You are viewing a plain text version of this content. The canonical link for it is here.
Posted to issues@hbase.apache.org by "Sanjeet Nishad (Jira)" <ji...@apache.org> on 2020/12/10 07:23:00 UTC

[jira] [Commented] (HBASE-22404) Open/Close region request may be executed twice when master restart

    [ https://issues.apache.org/jira/browse/HBASE-22404?page=com.atlassian.jira.plugin.system.issuetabpanels:comment-tabpanel&focusedCommentId=17247055#comment-17247055 ] 
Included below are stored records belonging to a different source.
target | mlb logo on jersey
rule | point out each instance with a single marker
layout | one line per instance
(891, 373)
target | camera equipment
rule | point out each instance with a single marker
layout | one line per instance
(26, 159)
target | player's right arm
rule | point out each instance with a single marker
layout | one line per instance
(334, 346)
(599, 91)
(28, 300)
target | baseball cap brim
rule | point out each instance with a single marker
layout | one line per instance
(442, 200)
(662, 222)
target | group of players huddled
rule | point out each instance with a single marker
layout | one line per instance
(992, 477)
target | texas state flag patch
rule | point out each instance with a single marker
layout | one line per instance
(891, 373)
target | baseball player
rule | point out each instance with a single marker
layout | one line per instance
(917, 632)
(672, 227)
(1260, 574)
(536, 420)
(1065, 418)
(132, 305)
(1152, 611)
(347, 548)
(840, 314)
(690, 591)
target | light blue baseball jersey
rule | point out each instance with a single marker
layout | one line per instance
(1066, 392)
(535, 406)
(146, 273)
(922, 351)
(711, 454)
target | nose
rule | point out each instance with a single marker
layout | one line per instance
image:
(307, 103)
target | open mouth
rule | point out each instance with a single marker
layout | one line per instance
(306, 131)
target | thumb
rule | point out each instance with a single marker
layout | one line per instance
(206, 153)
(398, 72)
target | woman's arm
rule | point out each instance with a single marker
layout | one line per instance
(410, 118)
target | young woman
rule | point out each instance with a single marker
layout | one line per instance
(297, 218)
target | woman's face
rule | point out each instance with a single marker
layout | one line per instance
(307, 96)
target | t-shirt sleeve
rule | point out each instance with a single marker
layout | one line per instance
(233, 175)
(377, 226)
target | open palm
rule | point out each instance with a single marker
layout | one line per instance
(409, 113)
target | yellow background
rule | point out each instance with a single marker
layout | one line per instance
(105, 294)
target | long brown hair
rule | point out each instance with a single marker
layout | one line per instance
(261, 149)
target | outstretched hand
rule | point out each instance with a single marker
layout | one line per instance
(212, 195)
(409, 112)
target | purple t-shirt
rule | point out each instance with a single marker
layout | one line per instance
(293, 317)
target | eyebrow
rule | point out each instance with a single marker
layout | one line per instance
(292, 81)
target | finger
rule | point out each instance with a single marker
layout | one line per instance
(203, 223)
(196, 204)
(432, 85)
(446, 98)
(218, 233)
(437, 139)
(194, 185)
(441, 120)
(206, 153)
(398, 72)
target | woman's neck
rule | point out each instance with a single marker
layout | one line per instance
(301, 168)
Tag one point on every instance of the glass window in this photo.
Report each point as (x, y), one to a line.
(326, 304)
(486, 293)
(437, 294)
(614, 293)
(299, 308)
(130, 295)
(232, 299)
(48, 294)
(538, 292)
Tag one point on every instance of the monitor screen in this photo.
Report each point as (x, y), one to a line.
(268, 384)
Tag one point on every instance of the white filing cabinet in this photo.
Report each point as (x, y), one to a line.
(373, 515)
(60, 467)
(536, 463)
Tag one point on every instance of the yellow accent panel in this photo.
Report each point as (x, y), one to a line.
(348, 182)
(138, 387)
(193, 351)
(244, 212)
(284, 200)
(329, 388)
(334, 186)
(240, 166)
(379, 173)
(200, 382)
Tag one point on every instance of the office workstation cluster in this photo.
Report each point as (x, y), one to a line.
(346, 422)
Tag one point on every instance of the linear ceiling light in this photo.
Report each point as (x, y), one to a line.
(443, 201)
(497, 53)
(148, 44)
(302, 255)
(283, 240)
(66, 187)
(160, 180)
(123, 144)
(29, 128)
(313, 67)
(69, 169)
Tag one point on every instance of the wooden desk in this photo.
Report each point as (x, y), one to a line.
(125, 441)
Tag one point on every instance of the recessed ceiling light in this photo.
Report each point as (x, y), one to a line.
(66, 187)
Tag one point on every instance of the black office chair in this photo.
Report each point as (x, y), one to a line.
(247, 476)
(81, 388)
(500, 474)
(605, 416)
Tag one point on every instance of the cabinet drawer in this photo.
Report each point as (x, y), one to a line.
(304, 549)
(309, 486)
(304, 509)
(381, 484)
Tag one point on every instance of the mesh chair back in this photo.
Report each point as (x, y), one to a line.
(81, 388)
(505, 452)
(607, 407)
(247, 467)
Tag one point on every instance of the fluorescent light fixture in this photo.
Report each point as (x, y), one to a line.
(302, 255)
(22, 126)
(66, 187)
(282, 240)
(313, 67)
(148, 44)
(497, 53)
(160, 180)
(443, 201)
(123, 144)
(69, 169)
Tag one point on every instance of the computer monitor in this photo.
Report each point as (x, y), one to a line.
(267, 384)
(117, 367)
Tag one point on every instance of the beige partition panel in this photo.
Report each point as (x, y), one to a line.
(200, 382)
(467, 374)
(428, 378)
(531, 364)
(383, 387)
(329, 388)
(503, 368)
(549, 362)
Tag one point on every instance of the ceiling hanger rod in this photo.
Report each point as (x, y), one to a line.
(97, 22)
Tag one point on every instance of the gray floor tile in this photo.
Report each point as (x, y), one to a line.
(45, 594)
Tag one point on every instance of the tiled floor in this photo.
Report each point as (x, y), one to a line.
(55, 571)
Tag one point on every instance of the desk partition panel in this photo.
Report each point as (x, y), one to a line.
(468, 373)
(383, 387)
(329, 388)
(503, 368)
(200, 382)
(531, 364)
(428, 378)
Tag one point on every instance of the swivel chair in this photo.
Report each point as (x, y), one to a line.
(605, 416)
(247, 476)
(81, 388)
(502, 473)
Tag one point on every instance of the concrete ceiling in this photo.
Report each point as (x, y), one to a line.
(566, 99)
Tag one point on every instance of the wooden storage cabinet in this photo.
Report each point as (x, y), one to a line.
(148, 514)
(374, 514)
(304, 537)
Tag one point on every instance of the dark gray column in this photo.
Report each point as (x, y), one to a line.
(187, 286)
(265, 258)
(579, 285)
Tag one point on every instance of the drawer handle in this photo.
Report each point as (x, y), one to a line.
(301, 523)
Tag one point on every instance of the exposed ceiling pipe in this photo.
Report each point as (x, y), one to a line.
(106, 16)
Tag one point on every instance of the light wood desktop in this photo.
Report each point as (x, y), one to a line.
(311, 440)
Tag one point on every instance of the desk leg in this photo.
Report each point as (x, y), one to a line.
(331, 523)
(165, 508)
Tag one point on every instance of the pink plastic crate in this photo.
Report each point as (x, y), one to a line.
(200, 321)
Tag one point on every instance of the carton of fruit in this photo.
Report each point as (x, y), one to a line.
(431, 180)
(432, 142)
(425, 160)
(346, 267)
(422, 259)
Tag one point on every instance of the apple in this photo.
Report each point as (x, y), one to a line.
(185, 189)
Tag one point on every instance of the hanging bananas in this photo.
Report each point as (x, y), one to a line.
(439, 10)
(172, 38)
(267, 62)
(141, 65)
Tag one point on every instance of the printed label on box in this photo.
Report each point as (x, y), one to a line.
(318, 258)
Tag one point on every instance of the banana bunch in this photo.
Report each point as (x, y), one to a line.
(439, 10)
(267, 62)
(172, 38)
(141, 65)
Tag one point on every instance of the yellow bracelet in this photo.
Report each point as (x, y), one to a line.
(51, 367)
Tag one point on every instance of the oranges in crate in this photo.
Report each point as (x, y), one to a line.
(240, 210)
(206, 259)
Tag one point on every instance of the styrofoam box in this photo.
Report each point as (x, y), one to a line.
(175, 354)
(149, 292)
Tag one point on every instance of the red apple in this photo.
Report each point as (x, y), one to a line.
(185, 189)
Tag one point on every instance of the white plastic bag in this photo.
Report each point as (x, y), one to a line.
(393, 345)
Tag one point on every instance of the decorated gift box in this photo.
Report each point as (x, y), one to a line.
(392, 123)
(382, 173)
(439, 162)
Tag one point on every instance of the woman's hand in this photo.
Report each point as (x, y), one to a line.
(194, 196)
Sanjeet Nishad commented on HBASE-22404:
----------------------------------------

Hi [~zhangduo] & [~zghao], we are using HBase-2.2.3. Recently we also faced similar problem where regionserver ignored a procedure (closeRegionProcedure) due to duplicate pid which lead region to stuck in RIT.

Analysis:
1. After Hmaster failover, master in-memory proc-id was reset. 
2. Upon new DisableTable client request, Master dispatched a closeRegionProcedure to RS and suspended the proc.
3. But RS ignored the current CloseRegionProcedure request without doing anything since RS had already executed a procedure with same id.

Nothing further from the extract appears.